The fight has broken out beyond grassroots MAGA, forcing a reckoning in longtime GOP institutions over what rhetoric is tolerable.

  • Heritage Foundation President Kevin Roberts said in a video statement in which he defended Carlson: "I disagree with, and even abhor, things that Nick Fuentes says. But canceling him is not the answer either. When we disagree with a person's thoughts and opinions, we challenge those ideas in debate."
  • Sen. Ted Cruz (R-Texas) shot back: "If you sit there with someone who says Adolf Hitler was very, very cool and that their mission is to combat and defeat 'global Jewry' — and you say nothing — then you are a coward."
  • Backlash against Roberts' statement also sparked a reported staff shakeup at Heritage.

Yes, but: A segment of MAGA is trying to get its combatants to lay down their arms.

  • Since Kirk's death at the hands of an accused assassin who expressed left-leaning views, the movement has seen itself in an existential battle with the left over the nation's future. For some in MAGA, any internal division is intolerable.

"Conservatives are quick to denounce each other, jump on dogpiles, disavow, attack their allies," The Daily Wire's Matt Walsh wrote after the leak of the Young Republicans group chat.

  • "The left will keep up the united front and defend their guys no matter what, while we keep throwing each other to the wolves at every opportunity. Great plan."

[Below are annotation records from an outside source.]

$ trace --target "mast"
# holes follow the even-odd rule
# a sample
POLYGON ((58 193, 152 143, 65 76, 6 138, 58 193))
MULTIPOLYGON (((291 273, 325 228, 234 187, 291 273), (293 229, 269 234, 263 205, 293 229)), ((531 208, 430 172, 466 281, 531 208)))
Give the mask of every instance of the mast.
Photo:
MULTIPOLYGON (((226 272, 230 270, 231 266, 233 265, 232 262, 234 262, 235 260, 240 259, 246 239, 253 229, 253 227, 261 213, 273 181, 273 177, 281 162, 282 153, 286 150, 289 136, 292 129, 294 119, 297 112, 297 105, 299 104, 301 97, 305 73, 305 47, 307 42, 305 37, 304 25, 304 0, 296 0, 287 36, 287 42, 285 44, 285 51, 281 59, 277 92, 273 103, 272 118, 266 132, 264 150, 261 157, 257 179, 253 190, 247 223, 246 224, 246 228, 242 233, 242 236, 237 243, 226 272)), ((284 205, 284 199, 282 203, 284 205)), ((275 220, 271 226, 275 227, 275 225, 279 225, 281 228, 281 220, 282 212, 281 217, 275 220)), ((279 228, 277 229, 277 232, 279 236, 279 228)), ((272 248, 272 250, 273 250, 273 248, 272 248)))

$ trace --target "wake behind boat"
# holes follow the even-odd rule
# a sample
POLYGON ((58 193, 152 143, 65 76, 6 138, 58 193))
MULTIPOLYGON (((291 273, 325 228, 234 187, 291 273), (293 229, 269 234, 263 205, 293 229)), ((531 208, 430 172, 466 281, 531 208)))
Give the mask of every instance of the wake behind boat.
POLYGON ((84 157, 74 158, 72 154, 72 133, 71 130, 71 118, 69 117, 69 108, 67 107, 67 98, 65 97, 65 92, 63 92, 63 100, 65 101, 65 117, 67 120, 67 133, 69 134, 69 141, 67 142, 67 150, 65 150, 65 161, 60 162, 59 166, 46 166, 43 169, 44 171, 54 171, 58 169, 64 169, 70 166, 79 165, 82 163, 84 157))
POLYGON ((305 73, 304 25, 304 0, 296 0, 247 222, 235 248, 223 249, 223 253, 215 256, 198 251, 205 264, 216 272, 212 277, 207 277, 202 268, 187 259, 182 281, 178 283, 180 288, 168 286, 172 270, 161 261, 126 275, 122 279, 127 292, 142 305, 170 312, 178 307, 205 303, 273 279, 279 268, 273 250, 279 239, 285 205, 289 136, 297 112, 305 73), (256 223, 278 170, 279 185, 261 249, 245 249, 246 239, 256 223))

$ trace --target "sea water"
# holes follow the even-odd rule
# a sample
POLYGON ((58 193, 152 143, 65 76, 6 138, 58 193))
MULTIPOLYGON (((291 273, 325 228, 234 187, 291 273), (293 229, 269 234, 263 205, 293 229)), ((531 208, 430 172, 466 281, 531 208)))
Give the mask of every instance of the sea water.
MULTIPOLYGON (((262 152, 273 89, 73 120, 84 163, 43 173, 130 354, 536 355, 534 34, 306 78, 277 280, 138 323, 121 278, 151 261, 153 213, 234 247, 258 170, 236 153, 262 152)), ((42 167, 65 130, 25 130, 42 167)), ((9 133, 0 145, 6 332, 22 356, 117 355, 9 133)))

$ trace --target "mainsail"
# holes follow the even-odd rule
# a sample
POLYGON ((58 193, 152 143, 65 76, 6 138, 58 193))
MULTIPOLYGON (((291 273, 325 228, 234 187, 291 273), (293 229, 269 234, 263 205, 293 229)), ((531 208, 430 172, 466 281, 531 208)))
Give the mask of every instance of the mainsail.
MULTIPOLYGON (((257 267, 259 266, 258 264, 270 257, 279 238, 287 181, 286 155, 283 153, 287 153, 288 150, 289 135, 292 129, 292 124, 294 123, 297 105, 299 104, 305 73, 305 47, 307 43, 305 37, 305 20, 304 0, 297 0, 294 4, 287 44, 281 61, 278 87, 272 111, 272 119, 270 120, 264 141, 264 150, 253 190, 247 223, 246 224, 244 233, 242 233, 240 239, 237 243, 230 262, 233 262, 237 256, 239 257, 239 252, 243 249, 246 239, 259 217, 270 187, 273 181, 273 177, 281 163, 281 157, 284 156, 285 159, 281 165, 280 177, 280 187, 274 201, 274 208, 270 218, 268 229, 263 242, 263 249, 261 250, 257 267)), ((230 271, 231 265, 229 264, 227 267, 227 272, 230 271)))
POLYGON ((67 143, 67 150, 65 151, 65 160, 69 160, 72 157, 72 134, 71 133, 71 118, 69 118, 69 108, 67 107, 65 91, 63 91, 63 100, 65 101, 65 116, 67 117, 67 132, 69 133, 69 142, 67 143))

What's next: For a movement largely united by one personality, internal debates are unlikely to go away.

  • Fights over Israel were bubbling before the war in Gaza — and became particularly acute when Trump continued to back Israel after campaigning on disentangling the U.S. from foreign conflicts.
  • Some in the MAGA movement are warning that once Trump leaves office, any would-be successors will have to prove themselves worthy of the MAGA mantle.
  • Fuentes told Axios that Vance, the likely GOP frontrunner in 2028, will be a target for Fuentes' followers: "We'll be in Iowa."